Architecture

_images/architecture.svg

Client code (Python)

This is what most end users of the library see most of the time. This code is a set of thin frontend wrappers providing a conveniently usable frontend for researchers to use. It is written in Python so that it can be conveniently read by most researchers, but serves only to interface with some Python-side libraries (netCDF4, PyVista, …) and to delegate calls to the C++ interface library.

Python / C++ interface (C++)

The majority of the FusionSC toolkit is written in C++, both for its superior performance and the stricter nature of ahead of time static compilation. The python interface library performs important tasks for tying these two worlds together:

  • Binding of C++ classes, methods, and functions: There are a substantial number of classes - most importantly Cap’n’proto root types - that need to be exposed as Python counterparts. These are exposed to the python- side code using pybind11 via the fusionsc.native C extension that is then imported on the python side.

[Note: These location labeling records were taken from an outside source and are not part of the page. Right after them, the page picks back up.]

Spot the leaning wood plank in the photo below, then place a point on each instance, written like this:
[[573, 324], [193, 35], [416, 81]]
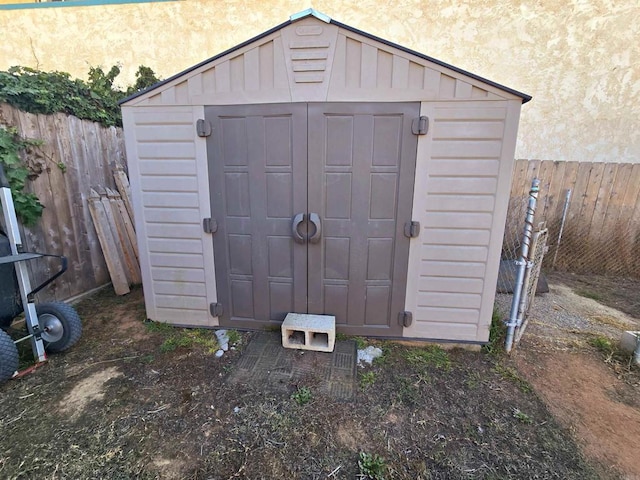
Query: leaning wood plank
[[122, 184], [113, 226], [120, 233], [128, 223], [108, 244]]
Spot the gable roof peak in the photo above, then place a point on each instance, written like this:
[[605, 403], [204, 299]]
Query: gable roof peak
[[310, 12]]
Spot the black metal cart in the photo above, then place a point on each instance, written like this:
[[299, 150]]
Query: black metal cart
[[51, 327]]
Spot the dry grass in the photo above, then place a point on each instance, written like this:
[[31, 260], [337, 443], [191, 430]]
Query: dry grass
[[169, 414]]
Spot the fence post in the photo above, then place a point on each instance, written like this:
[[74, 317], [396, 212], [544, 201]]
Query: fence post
[[523, 263]]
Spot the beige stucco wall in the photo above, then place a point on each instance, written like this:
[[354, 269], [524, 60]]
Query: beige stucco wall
[[578, 58]]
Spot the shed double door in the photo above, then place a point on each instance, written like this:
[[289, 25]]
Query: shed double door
[[311, 201]]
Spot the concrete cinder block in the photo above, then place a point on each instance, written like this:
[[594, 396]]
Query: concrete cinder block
[[309, 332], [630, 343]]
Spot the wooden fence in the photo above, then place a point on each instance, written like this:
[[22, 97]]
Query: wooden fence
[[75, 156], [602, 227]]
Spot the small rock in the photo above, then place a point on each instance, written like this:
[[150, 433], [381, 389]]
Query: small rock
[[368, 354]]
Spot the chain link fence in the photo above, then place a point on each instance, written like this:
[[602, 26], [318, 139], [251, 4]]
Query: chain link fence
[[593, 230]]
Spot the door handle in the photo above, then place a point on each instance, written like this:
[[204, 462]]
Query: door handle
[[297, 220], [315, 219]]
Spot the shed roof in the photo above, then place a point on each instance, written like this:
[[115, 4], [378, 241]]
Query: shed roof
[[311, 13]]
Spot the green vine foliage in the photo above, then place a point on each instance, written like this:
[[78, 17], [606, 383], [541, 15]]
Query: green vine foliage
[[35, 91], [28, 207]]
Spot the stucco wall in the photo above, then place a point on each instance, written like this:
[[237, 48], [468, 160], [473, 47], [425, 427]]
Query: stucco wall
[[578, 58]]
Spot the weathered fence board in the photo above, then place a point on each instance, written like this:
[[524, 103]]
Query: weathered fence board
[[75, 155], [602, 227]]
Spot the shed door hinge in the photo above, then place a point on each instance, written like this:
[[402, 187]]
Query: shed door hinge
[[412, 229], [420, 126], [203, 128], [405, 319], [209, 225], [216, 309]]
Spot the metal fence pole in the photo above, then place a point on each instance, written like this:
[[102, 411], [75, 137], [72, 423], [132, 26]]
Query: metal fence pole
[[567, 199], [523, 263]]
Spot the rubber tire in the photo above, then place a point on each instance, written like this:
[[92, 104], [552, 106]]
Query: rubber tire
[[8, 357], [71, 325]]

  • Exposure of the service interface: While there are important statically compiled components, operation of the FusionSC library revolves around the usage of Cap’n’proto objects making up the majority of the service interface. A large portion of the library is dedicated to the dynamic generation of python types from Cap’n’proto schemas that can be used to access the structured data embedded in Cap’n’proto messages and to call methods on capabilities. The generated interfaces are exposed in the module fusionsc.service.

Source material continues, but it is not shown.